Yaman’ is a strange title for a commercial film, even if it is prefabricated to lionise the hero, end to end. With its English meaning as devil, director Jeeva Shankar mercifully avoids getting into the spooky trap and sticks to a typical political thriller

Yaman’ is a strange title for a commercial film, even if it is prefabricated to lionise the hero, end to end. With its English meaning as devil, director Jeeva Shankar mercifully avoids getting into the spooky trap and sticks to a typical political thriller format of a movie.

At the end of the two-and-a- half hour running time, this alone remains its sole saving grace. Of course, there is a desperate justification for the title, which is that the hero survives a poisoning bid of his mother as she commits suicide and hence is the ‘Yaman’ of all he surveys!

Having opened up a new and a welcoming market in Telugu states, hero Vijay Antony has risen phenomenally from his ‘Bichagadu ’days for sure. Whether it qualifies him to behave like a full-fledged commercial icon already is what is the important question here.

Clearly minimalistic in his expressions and variations on screen, our man seems to have overstretched himself in ‘Yaman’. He is seen bashing up the bad elements, does the dancing bit in a solo song and also takes up his original role as a music director (in this venture).

Yet another person who dons a double role is the director, who is also the cinematographer of the movie.

Sticking to a wafer thin story laced with revenge and treachery, from the first to the last scene, the helmsman very successfully keeps the thrill element out of the proceedings entirely.

There is a predictable, mechanical hangover to the scenes as they roll out and there is no edge-of-the-seat moment anywhere. Antony plays a double role, with the father’s role hardly justifying the screen time it occupies.

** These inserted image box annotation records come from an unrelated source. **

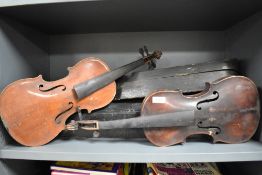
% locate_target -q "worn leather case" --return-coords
[62,59,239,138]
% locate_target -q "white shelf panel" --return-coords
[0,139,262,163]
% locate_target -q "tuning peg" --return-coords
[151,60,156,69]
[144,46,149,56]
[138,48,145,57]
[148,60,156,70]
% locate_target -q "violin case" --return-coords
[61,59,239,139]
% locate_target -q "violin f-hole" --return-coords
[55,102,74,124]
[196,91,219,110]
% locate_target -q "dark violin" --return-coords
[0,47,162,146]
[78,76,260,146]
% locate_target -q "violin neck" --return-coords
[78,111,196,130]
[74,58,145,100]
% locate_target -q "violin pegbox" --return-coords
[139,46,162,70]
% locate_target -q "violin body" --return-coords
[141,76,260,146]
[0,57,116,146]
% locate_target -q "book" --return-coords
[51,161,120,175]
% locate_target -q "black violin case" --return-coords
[61,59,239,139]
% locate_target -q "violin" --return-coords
[0,48,162,146]
[76,76,260,146]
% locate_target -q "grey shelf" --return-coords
[0,139,262,162]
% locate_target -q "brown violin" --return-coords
[0,47,162,146]
[77,76,260,146]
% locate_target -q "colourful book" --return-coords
[51,161,120,175]
[148,163,221,175]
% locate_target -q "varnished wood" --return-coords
[141,76,260,146]
[0,57,116,146]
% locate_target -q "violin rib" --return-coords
[141,76,260,146]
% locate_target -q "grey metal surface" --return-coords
[0,159,43,175]
[0,138,262,163]
[0,0,262,34]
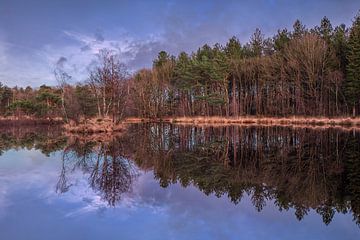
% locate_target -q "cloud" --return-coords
[56,56,67,68]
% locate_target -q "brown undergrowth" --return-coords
[125,116,360,128]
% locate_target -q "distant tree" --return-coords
[273,28,290,51]
[88,49,128,122]
[291,19,307,38]
[345,13,360,116]
[250,28,264,57]
[331,24,348,75]
[314,16,334,44]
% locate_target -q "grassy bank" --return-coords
[0,117,64,127]
[64,118,126,134]
[125,116,360,128]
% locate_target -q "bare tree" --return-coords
[88,49,129,122]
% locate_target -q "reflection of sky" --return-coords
[0,150,360,240]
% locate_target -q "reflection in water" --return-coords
[123,125,360,224]
[56,138,137,206]
[0,124,360,227]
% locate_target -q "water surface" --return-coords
[0,124,360,240]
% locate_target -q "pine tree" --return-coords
[345,13,360,116]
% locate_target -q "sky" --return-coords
[0,0,360,87]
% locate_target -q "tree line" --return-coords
[0,13,360,121]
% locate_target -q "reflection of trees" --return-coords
[129,125,360,224]
[0,126,66,156]
[56,138,136,206]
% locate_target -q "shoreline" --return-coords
[124,116,360,128]
[0,116,360,133]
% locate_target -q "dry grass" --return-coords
[0,116,63,127]
[125,116,360,128]
[64,118,126,134]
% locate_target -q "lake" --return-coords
[0,124,360,240]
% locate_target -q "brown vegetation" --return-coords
[64,118,125,133]
[124,116,360,128]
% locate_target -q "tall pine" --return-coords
[345,12,360,116]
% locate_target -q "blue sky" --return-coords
[0,0,360,86]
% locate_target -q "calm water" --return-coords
[0,125,360,240]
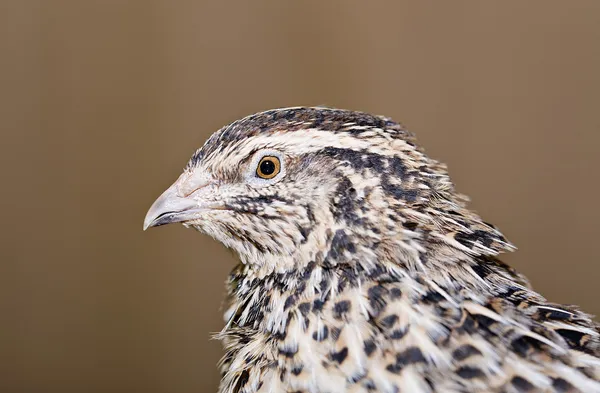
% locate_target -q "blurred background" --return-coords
[0,0,600,393]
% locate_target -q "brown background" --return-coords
[0,0,600,393]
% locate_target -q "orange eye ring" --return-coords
[256,156,281,180]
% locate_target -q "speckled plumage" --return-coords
[146,108,600,393]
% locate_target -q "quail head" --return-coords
[144,108,600,393]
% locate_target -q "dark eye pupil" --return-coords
[260,160,275,176]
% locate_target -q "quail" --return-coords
[144,107,600,393]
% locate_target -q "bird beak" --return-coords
[144,175,210,230]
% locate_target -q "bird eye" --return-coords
[256,156,281,179]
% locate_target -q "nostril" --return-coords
[177,182,212,198]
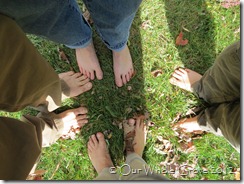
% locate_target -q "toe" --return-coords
[169,77,177,85]
[88,135,95,150]
[73,73,82,78]
[128,118,136,126]
[78,119,88,127]
[75,107,88,115]
[91,134,98,146]
[125,73,130,82]
[78,77,90,86]
[89,71,95,80]
[115,76,123,87]
[96,132,105,143]
[172,72,181,79]
[95,69,103,80]
[122,75,127,84]
[82,82,92,92]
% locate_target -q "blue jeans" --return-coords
[0,0,142,51]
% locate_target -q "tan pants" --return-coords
[95,153,168,180]
[0,14,63,180]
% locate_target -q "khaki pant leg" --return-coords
[198,101,241,152]
[121,153,168,181]
[193,41,241,104]
[0,14,61,112]
[0,117,42,180]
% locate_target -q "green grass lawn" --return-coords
[1,0,240,180]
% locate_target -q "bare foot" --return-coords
[113,45,134,87]
[54,107,88,136]
[76,43,103,80]
[174,116,203,134]
[169,68,202,92]
[58,71,92,100]
[87,132,114,173]
[124,117,147,157]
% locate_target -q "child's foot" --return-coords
[113,45,134,87]
[58,71,92,100]
[87,132,114,173]
[174,116,203,134]
[75,43,103,80]
[53,107,88,136]
[124,117,147,157]
[169,68,202,92]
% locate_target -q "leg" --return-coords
[193,41,241,104]
[0,15,92,112]
[87,132,119,180]
[0,0,103,79]
[170,42,240,104]
[84,0,141,87]
[198,101,241,152]
[0,15,90,179]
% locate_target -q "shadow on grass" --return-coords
[162,0,216,73]
[77,7,146,165]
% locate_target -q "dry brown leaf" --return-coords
[141,20,152,29]
[234,171,241,180]
[175,31,188,46]
[83,9,93,25]
[26,170,46,180]
[221,0,240,8]
[151,69,163,77]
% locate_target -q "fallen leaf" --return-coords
[221,0,240,8]
[83,8,93,25]
[141,20,152,29]
[175,31,188,46]
[151,69,163,77]
[127,86,132,91]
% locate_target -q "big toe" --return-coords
[96,69,103,80]
[97,132,105,143]
[82,82,92,92]
[115,75,123,87]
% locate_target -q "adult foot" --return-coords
[169,68,202,92]
[87,132,114,173]
[53,107,88,136]
[124,117,147,157]
[113,45,134,87]
[58,71,92,100]
[75,43,103,80]
[173,116,203,134]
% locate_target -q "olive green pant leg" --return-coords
[193,41,241,151]
[0,14,61,112]
[193,41,241,104]
[121,153,168,181]
[198,101,241,152]
[0,14,66,180]
[0,117,42,180]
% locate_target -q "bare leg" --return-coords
[58,71,92,100]
[124,117,147,157]
[113,46,134,87]
[87,132,114,174]
[170,68,202,92]
[76,43,103,80]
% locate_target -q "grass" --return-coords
[1,0,240,180]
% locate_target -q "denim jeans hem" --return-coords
[65,37,92,49]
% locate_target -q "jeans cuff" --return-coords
[65,37,92,49]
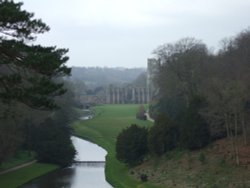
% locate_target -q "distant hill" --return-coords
[71,67,146,87]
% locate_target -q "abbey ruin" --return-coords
[106,59,160,104]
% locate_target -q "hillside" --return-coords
[130,138,250,188]
[71,67,146,88]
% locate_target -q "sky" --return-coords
[20,0,250,68]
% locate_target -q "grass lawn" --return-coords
[73,104,160,188]
[0,163,58,188]
[0,151,35,172]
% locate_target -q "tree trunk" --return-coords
[234,113,240,165]
[241,112,247,145]
[224,113,230,138]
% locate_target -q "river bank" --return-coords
[21,136,112,188]
[0,163,59,188]
[72,105,160,188]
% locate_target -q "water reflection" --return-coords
[23,137,112,188]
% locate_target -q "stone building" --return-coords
[106,59,160,104]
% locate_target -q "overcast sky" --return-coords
[21,0,250,67]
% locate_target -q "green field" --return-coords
[73,105,160,188]
[0,151,35,172]
[0,163,58,188]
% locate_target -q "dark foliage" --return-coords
[136,105,147,120]
[148,115,179,155]
[116,124,148,166]
[26,117,75,167]
[180,97,210,149]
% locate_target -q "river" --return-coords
[22,137,112,188]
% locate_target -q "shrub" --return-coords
[136,105,147,120]
[116,124,148,166]
[148,116,179,155]
[140,174,148,182]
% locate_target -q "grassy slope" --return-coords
[0,151,35,172]
[0,163,58,188]
[133,139,250,188]
[73,105,160,188]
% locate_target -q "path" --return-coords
[0,160,37,175]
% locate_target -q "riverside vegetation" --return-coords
[73,105,156,188]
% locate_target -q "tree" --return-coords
[0,0,70,109]
[32,116,76,167]
[0,0,70,162]
[116,124,148,166]
[136,105,147,120]
[148,115,179,156]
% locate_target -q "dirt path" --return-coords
[0,160,37,175]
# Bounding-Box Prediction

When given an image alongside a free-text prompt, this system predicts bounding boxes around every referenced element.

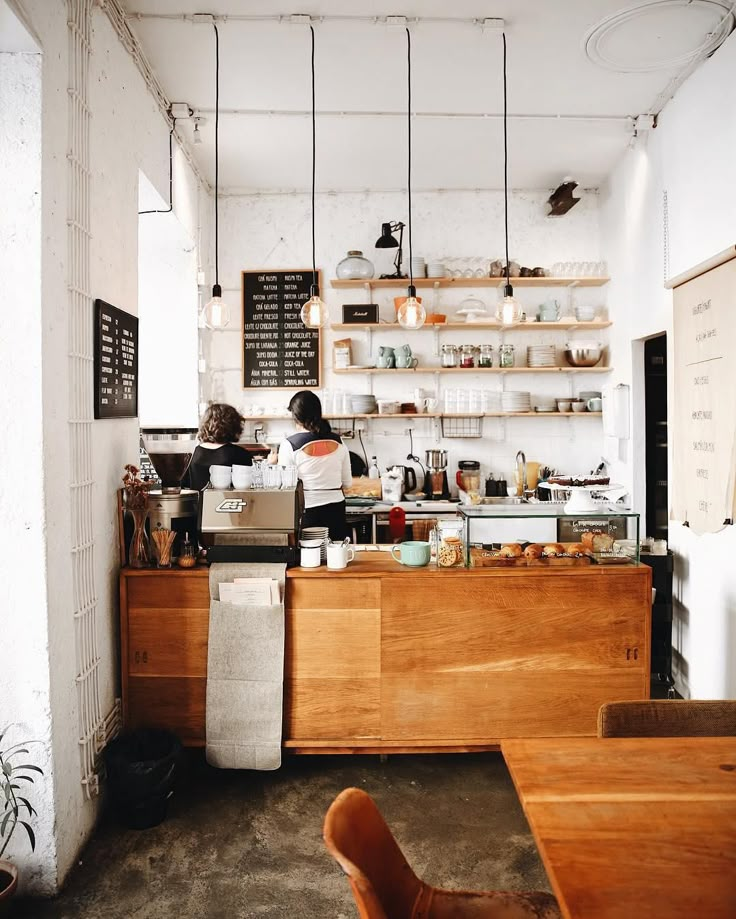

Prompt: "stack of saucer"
[411,255,427,278]
[299,527,330,562]
[501,392,532,412]
[526,345,557,368]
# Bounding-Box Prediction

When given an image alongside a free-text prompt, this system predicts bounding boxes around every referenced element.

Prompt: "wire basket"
[441,415,483,437]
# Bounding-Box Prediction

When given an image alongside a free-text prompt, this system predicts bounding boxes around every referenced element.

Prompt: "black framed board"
[94,300,138,418]
[242,268,322,389]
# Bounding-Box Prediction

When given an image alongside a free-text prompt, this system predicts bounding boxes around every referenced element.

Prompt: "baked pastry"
[580,530,613,552]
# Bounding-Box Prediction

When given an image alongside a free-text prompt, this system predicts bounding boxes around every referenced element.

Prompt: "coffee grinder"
[141,428,199,559]
[424,450,450,501]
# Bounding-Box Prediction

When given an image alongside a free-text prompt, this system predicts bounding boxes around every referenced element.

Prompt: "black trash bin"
[104,728,181,830]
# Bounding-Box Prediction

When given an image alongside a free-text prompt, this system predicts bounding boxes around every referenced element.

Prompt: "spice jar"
[478,345,493,367]
[442,345,457,367]
[460,345,476,367]
[498,345,514,367]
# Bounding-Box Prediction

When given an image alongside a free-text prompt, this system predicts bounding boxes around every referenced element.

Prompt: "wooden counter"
[121,552,651,753]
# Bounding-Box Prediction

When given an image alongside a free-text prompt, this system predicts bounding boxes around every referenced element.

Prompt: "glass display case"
[458,498,640,568]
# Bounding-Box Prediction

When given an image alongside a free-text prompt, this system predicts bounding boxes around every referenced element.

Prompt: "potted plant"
[0,730,43,902]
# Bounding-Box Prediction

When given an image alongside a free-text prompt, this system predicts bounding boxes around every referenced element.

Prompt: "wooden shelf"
[244,411,602,421]
[330,278,610,289]
[330,319,612,334]
[331,367,613,375]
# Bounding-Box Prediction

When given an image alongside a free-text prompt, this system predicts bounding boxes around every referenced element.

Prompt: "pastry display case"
[458,498,640,568]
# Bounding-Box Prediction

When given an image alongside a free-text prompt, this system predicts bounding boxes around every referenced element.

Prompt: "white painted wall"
[206,191,607,488]
[0,0,204,894]
[138,174,199,428]
[601,36,736,698]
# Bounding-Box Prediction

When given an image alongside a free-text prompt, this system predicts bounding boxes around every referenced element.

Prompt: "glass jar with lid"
[498,345,515,367]
[335,249,375,281]
[478,345,493,367]
[442,345,457,367]
[460,345,477,367]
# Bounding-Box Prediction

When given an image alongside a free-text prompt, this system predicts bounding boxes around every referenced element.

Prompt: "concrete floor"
[12,753,549,919]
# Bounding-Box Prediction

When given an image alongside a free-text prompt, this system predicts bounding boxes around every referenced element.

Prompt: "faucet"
[516,450,528,498]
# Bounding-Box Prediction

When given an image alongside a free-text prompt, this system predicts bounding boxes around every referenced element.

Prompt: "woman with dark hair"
[189,402,253,491]
[268,389,353,540]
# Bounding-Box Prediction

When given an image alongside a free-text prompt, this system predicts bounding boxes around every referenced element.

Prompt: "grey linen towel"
[206,563,286,769]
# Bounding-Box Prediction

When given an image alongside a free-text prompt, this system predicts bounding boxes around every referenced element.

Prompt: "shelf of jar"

Bringing back erstwhile hero Thiagarajan as the antagonist, Jeeva Shankar plods on with his hackneyed treatment, which wastes the heroine Miya George’s presence and gives her no space to do anything worthwhile.

Strangely, for the heroine’s role that she is shown to be playing on screen, she is not seen on the sets or doing anything cinematic!

After his first freak hit, Vijay Antony’s ‘Betaludu’ was just about passable when it released a few weeks ago. ‘Yaman’ does not have anything distinguishing to make it a watchable experience, despite it being a festival release.